Were original Java green threads preemptive (and at safepoints)?


It is sad that Googling didn't find the answer by ChatGPT did.

---

Here's an excerpt from the book "Java Threads" by Scott Oaks and Henry Wong, published by O'Reilly Media, which discusses green threads:

"Green threads provide a thread abstraction to the application, allowing the programmer to write multithreaded programs without worrying about the underlying OS support. However, because they're implemented at the user level, they are not subject to preemptive multitasking by the underlying OS. Instead, they must voluntarily yield control to other threads. If a green thread fails to do this, it can effectively freeze all other green threads in the system."

This excerpt supports the fact that green threads were not preemptive and relied on voluntary cooperation to switch control between threads.


Thanks! I remember that book, but i do not have it.


Only for IO bound tasks, if you are doing a compute bound task that needs to saturate all cores, I am not sure what benefits virtual threads would bring.


The trade off is going to remain the same for parallel algorithms, once saturated performance will gradually decline as swapping threads harms performance.
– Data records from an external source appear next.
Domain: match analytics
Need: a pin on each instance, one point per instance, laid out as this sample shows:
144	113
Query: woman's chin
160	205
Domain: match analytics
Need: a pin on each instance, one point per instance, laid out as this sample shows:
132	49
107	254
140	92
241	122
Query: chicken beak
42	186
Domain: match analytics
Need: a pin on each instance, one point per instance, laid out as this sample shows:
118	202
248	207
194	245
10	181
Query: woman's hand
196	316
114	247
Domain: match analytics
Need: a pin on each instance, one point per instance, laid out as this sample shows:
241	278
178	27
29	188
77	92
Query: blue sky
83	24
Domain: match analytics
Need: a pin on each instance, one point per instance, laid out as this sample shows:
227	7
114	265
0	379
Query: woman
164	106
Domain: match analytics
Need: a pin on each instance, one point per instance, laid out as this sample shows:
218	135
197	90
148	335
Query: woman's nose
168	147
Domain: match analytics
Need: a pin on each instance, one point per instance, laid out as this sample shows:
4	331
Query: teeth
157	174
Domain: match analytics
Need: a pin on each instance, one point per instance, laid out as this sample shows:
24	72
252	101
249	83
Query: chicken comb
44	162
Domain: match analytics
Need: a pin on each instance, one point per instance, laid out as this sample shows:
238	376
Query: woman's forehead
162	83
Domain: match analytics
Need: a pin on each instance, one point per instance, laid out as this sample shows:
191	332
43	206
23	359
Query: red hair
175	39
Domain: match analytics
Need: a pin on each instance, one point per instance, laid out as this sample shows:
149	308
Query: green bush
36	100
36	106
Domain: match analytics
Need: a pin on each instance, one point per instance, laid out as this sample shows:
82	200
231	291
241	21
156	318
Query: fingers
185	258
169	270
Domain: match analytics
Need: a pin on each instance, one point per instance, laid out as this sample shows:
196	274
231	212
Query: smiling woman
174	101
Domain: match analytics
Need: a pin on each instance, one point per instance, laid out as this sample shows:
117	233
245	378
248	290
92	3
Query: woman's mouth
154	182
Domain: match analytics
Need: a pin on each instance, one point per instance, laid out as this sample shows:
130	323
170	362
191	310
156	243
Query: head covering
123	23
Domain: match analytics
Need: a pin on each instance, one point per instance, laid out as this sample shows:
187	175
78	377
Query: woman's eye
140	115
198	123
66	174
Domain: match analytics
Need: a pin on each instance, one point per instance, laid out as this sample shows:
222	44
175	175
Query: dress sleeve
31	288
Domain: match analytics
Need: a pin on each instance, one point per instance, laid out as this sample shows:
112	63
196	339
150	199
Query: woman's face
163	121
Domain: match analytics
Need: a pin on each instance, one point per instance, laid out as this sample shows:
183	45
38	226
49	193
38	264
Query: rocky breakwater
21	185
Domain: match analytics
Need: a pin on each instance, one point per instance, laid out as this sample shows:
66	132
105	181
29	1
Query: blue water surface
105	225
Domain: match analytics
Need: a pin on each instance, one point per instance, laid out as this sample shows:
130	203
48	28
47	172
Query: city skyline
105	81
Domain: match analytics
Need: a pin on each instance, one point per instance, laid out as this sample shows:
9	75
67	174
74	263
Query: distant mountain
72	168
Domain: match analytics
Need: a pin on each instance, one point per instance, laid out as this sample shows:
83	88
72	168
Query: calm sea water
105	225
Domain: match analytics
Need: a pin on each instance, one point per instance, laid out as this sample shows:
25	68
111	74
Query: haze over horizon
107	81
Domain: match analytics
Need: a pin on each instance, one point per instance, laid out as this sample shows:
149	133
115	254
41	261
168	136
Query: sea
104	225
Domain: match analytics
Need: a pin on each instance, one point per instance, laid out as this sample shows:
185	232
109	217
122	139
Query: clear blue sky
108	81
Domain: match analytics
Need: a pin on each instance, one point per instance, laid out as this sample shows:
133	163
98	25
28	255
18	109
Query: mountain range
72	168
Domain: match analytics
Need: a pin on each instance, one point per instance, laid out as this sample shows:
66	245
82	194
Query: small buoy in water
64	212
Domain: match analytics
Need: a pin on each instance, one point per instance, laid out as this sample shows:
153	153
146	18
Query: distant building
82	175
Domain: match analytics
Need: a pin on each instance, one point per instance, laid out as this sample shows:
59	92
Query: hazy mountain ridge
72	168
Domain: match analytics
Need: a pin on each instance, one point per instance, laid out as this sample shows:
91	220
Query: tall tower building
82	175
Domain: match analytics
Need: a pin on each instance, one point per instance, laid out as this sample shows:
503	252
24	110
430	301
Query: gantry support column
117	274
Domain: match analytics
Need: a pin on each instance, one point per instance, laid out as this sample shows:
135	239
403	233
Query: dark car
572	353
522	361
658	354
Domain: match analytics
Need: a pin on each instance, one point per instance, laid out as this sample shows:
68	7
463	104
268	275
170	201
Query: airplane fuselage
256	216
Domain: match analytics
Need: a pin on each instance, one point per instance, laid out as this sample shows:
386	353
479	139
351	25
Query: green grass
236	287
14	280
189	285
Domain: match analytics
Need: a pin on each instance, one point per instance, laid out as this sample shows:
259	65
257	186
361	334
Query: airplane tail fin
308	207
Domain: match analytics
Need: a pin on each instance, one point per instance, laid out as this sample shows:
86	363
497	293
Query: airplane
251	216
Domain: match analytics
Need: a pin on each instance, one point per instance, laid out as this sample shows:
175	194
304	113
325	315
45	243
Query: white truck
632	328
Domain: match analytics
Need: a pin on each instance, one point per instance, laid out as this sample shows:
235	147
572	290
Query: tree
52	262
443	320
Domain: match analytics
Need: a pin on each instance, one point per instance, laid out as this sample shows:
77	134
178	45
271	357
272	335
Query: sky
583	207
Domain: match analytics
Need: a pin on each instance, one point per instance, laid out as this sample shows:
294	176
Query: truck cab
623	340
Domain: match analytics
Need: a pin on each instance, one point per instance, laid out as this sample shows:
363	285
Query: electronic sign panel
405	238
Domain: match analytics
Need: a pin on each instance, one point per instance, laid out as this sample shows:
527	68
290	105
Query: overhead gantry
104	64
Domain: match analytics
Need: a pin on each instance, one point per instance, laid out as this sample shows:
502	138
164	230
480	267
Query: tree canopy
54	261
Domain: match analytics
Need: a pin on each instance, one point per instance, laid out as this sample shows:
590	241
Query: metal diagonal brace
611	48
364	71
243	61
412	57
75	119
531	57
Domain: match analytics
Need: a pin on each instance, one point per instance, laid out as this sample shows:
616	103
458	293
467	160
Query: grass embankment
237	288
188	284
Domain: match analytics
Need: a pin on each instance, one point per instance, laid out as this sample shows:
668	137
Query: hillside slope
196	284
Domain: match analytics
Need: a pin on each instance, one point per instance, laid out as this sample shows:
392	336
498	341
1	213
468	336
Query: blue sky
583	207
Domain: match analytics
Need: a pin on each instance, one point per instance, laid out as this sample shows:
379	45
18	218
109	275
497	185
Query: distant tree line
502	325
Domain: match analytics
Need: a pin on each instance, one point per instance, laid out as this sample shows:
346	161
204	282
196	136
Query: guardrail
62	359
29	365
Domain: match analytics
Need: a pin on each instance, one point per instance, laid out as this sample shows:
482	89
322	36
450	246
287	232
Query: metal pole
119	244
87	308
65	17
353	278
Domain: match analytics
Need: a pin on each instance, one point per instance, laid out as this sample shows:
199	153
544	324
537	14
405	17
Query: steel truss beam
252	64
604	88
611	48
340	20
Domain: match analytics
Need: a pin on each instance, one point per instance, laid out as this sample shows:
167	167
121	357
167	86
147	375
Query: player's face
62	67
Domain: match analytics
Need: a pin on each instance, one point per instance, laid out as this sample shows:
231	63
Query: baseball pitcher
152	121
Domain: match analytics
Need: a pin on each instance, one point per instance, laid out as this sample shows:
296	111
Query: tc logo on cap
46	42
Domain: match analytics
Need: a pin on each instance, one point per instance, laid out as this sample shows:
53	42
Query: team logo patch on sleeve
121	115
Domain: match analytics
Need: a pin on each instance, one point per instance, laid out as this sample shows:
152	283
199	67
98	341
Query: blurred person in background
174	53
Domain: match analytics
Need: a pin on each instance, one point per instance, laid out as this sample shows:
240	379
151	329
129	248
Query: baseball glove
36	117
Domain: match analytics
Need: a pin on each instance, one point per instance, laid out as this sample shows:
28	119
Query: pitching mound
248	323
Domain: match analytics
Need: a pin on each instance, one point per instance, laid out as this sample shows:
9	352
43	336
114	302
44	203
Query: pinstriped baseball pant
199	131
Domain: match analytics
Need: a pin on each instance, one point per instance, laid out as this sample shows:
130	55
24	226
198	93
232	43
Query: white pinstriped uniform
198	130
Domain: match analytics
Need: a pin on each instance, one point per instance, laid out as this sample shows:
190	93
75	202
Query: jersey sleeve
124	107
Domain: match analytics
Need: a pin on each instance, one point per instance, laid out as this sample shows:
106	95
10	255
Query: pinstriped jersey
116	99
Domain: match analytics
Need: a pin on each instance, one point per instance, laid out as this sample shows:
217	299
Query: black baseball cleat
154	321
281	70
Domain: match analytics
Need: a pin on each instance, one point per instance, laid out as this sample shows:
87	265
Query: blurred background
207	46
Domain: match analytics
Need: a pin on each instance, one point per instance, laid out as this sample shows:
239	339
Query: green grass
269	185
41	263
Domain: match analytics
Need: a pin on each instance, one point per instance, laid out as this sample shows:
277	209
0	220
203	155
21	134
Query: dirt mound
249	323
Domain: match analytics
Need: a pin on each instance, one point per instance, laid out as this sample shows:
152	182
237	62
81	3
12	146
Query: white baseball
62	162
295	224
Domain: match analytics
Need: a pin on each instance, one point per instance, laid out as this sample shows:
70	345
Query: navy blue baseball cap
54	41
Go for example exposes the CPU Core/thread count because unbounded performs worse even despite its apparently cheap virtual threads. I have tested this a number of times in Java and Go and the situation is similar you want to be using near the CPU count dependent on the algorithm and IO. It will be the same in Java with virtual thread, the cost of the threads will be lower but the optimal number likely wont change much.


In Java, unless they changed something in the past ~6 months, virtual threads will not "swap out" a CPU bound task, you have to have some blocking, otherwise it will keep on chugging.

Depending upon your POV this may be a positive or negative. You can get around it by manually inserting some sleeps() - note that yield() won't work (which is kinda unfortunate).


Does sleep(0) also work?


At the moment (as far as I know), only for NETWORKING bound tasks. Not general IO. Java at the moment doesn't support asynchronous file IO, this makes some sense since async-io on Linux is a bit of a mess still in terms of stability and security (but it's getting there so fingers crossed...).

E.g. I'm building an app that does a lot of file IO and I won't be using virtual threads. They would provide nothing for this particular use case.


Depends a lot on what you are doing and if you need preemption. There's not a huge penalty for using a virtual thread for compute (Other than impacting IO bound tasks).


> Only for IO bound tasks

do you know any docs/examples how this can be integrated with current java io libraries?.


So I subscribe to the belief that a Java multi-thread application should have at least 2 pools: 1 bounded pool for CPU-heavy tasks and 1 unbounded pool for IO tasks. I'll probably change the IO-pool to using virtual threads now, while keeping the CPU-pool on real thread.


Now would be a good time for an revised edition of JCIP (Java Concurrency in Practice).


For sure, yes, it's from 2006! I didn't have that one to hand, but remember the O'Reilly "Java Threads" book from 1999 and >50% of that was still useful for bringing a younger colleague up to speed.